Understanding the impact of AI on the advancement of gene therapy development

Abstract laptop with coloured DNA molecule

The biopharmaceutical landscape stands at the cusp of a transformative era, with artificial intelligence (AI) leading the charge. For gene therapy developers, every key milestone significantly influences long-term success and the timeline for commercialisation.

Yet, amidst this pivotal moment, a crucial question looms: how do you “separate the wheat from the chaff” in the field of AI? The challenge lies in pinpointing specific offerings and tangible AI innovations that yield substantial improvements in cumbersome and costly steps in the development process. The key to successfully integrating AI into gene therapy development is recognising at which steps AI can be a strategic advantage, and doing it faster than your competitors.

Opportunities to implement AI across the entire R&D pipeline

The gene therapy development process requires engagement with a large network of partners, including large pharma, small and mid-size biotechs, healthcare providers, patients, payors, regulatory bodies, and contract manufacturers.

With the rise of AI, in silico partners have been added to this list of essential drug development partners. These technology vendors offer AI-driven advancements that extend across gene therapy development stages, from pre-clinical testing to post-commercialisation. Another area that has seen major growth is the research and development space, where AI has been leveraged for many things, from target identification to preparing regulatory submissions for first-in-human trials.

Here’s a look at specific use cases where using AI-based tools can decrease costs, alleviate the risk of failure, and expedite the overall gene therapy development timeline.

Accelerating pre-clinical gene target discovery

The overwhelming volume of large-scale, disease-related genomic, other ‘omic, and publicly available real-world datasets surpasses human capacity for meaningful analysis. To address this challenge, AI, including large language models (LLM), has proven invaluable in sifting through and making sense of the vast corpus of high-throughput, diverse, and intricate genomic and molecular data. This capability aids in identifying potential therapeutic targets and extracting crucial features or relationships within biological networks. Through LLM, research groups can pinpoint promising gene targets, validate their therapeutic significance, and thus expedite the discovery and assessment of novel candidates for gene therapy interventions.

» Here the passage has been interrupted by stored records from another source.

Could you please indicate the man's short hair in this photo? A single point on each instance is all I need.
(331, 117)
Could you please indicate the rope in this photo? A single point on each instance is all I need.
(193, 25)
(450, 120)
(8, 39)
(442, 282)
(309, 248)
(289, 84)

Minimising iterative time in vector and capsid design for transfection efficiency and tissue targeting

AI algorithms have enhanced viral vector design, de-risking, and optimisation, leading to improved safety and manufacturability. Computational modelling and simulation make it possible to assess the efficiency of producing encapsidated full vectors, ensuring the highest likelihood of manufacturing success while maintaining cost efficiency. Coupled with some extensive AI-driven AAV capsid design studies, these capabilities open up new possibilities for targeting specific tissues and avoiding pre-existing immunity to AAV vectors - a major limitation of current gene therapies.

Optimising gene therapy product development processes for manufacturing

As development progresses, attention shifts from efficacy to scaling-up production in a cost-efficient way. The complexity and time-consuming nature of optimising the production and purification process pose challenges, with downstream enrichment adding to the high cost of goods. Given the complexity of gene therapies, beginning this troubleshooting early in development can be beneficial, yet, optimising research processes for large-scale and GMP applications presents additional difficulties.

AI algorithms can help identify capsid variants that are highly manufacturable or perform simulations of the manufacturing process early in development to help identify issues before they are encountered later, during pre-clinical or clinical testing.

Expediting regulatory filings for initial human trials

For gene therapy companies, considering these recommendations early in the development of gene therapies will be necessary for a successful path to market, particularly as the FDA formulates its position on protecting the safety of clinical trial participants and manufacturing protocols.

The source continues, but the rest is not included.